The various embodiments of this document and the terms used herein are not intended to limit the technical features described in this document to specific embodiments, and should be understood to include various changes, equivalents, or replacements of the embodiments. In connection with the description of the drawings, similar reference numbers may be used for similar or related components. The singular form of a noun corresponding to an item may include one or more of the above items, unless the relevant context clearly indicates otherwise. As used herein, “A or B”, “at least one of A and B”, “at least one of A or B”, “A, B or C”, “at least one of A, B and C”, and “ Each of phrases such as "at least one of A, B, or C" may include any one of the items listed together in the corresponding phrase, or any possible combination thereof. Terms such as "first", "second", or "first" or "second" may be used simply to distinguish one component from another, and to refer to that component in other respects (e.g., importance or order) is not limited. One (e.g. first) component is said to be "coupled" or "connected" to another (e.g. second) component, with or without the terms "functionally" or "communicatively". When mentioned, it means that any of the components can be connected to the other components directly (e.g. wired), wirelessly, or through a third component.

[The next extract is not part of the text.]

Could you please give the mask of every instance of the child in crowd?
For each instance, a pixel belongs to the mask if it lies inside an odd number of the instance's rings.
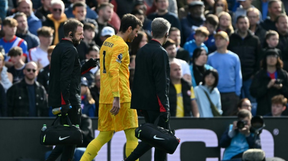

The term “module” used in various embodiments of this document may include a unit implemented in hardware, software, or firmware, and is interchangeable with terms such as logic, logic block, component, or circuit, for example. It can be used as A module may be an integrated part or a minimum unit of the parts or a part thereof that performs one or more functions. For example, according to one embodiment, the module may be implemented in the form of an application-specific integrated circuit (ASIC).

Various embodiments of this document are stored in a storage medium (e.g., internal memory 136 or external memory 138) that can be read by a machine (e.g., electronic device 101, 201). It may be implemented as software (e.g., program 140) including the above instructions. For example, a processor (e.g., processor 120, 220) of a device (e.g., electronic device 101, 201) may call at least one instruction among one or more instructions stored from a storage medium and execute it. there is. This allows the device to be operated to perform at least one function according to the at least one instruction called. The one or more instructions may include code generated by a compiler or code that can be executed by an interpreter. A storage medium that can be read by a device may be provided in the form of a non-transitory storage medium. Here, 'non-transitory' only means that the storage medium is a tangible device and does not contain signals (e.g. electromagnetic waves), and this term refers to cases where data is semi-permanently stored in the storage medium. There is no distinction between temporary storage cases.

According to one embodiment, methods according to various embodiments disclosed in this document may be provided and included in a computer program product. Computer program products are commodities and can be traded between sellers and buyers. The computer program product may be distributed in the form of a machine-readable storage medium (e.g. compact disc read only memory (CD-ROM)) or through an application store (e.g. Play StoreTM) or on two user devices (e.g. It can be distributed (e.g. downloaded or uploaded) directly between smart phones) or online. In the case of online distribution, at least a portion of the computer program product may be at least temporarily stored or temporarily created in a machine-readable storage medium, such as the memory of a manufacturer's server, an application store's server, or a relay server.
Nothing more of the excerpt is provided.